Enrique Santos, apenas iniciándose las conversaciones en La Habana, advirtió sobre la necesidad de reelegir a su hermano para concluir las conversaciones de paz con un acuerdo. Aunque en la alborada de estas polémicas negociaciones se invitó desde Palacio de Nariño a no hacer política con ellas, es el mismo presidente el que la ha hecho a las anchas. En los últimos días utilizó de forma burda la canonización de la Madre Laura y su entrevista con el Papa Francisco para sumar apoyos al proceso. De manera que la propuesta de reelección de sus políticas y el montaje del equipo de campaña hay que entenderlo como el destape de sus aspiraciones. Es clara la interdependencia funcional entre reelección y proceso de paz. El presidente nos ha confirmado que buscó la paz para reelegirse y que se quiere reelegir para alcanzar la paz.

¿Qué se puede decir del equipo que va a preparar su campaña? Casi todos utilizaron a Uribe como escalera para llegar a donde no hubieran podido hacerlo por sus propios medios y méritos.
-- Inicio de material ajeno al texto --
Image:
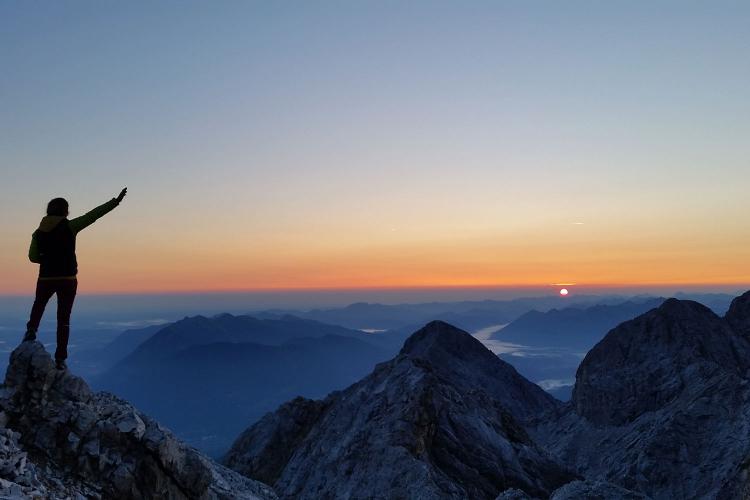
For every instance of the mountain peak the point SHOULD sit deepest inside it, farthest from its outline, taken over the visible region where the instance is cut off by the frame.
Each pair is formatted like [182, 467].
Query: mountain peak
[738, 315]
[87, 444]
[643, 364]
[456, 355]
[440, 337]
Ni siquiera el mismísimo presidente Santos, ostentando una carrera de logros ministeriales y periodísticos, amén de su pertenencia al clan político más poderoso del país, habría ganado la presidencia sin el apoyo franco, abierto y temerario de Álvaro Uribe, quien dejó claro en febrero de 2010 que ése era el hombre llamado a continuar su obra.